Кабаков слушал этот странный монолог ничтожного, но все еще опасного человека и думал только об одном: «Золото!..» Наблюдая за своим нежданным гостем, он решил, что идея оставить Асину у себя в качестве экономки приобретает сейчас совершенно иной смысл.

Потрескавшиеся губы Саира жадно тянули красное вино.

— Ваше здоровье, доктор!

— Пейте, пейте, дорогой. Вино семилетней выдержки! Оно лучше всего лечит страдания, а у вас сейчас их предостаточно. Пейте и не забывайте: мы призваны прежде всего уважать не деньги, не золото, а человека! Я всегда…

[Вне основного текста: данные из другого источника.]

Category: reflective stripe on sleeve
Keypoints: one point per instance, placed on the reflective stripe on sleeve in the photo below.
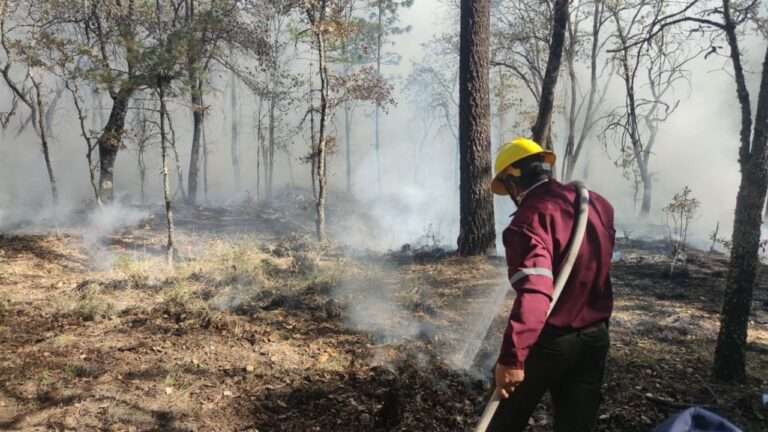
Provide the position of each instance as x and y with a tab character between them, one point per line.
534	271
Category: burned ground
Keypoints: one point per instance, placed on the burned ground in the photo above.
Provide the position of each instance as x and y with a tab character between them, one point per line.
259	329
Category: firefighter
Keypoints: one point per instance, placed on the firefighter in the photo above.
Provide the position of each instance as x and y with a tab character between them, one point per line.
563	353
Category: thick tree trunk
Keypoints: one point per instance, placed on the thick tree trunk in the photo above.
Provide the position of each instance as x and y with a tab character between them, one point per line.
166	178
541	129
477	232
730	358
198	117
110	141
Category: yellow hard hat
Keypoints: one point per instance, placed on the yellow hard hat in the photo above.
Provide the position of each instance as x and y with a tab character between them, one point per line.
514	151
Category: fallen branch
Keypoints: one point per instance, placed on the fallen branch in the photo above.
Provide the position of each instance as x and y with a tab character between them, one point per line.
674	404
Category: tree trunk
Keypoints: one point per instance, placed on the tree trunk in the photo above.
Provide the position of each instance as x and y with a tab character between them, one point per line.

Кабаков замолчал. В приемной слышались тревожные голоса:

— Доктора, позовите доктора!

— Зачем доктор? Человек-то скончался!

— Где доктор?

Кабаков бросился в холл, захлопнул одну дверь, другую — криков не стало слышно.

Протяжно и тонко прогудело на лесопилке. Потом наступила тишина, в которой слышалось только тиканье стенных часов. Саир снова поднял бутылку, отпил, чувствуя, как по телу пробегает теплая приятная дрожь. Разговор за стеной стал более явственным:

— Как ножом режет… Ох, ох… А там…

— Выпейте вот… По две капли три раза в день натощак.

Саир слушал, думая об Асине, о ящике для пулеметных лент, завернутом в кусок холста и просмоленном, — о ящике, замурованном в стене, в том месте, где вбит гвоздь для керосиновой лампы. Еще он думал о том, как вытащить из Краснова и Асину, и ящик, но план этот был сложен, слишком сложен. Наверняка в доме засада.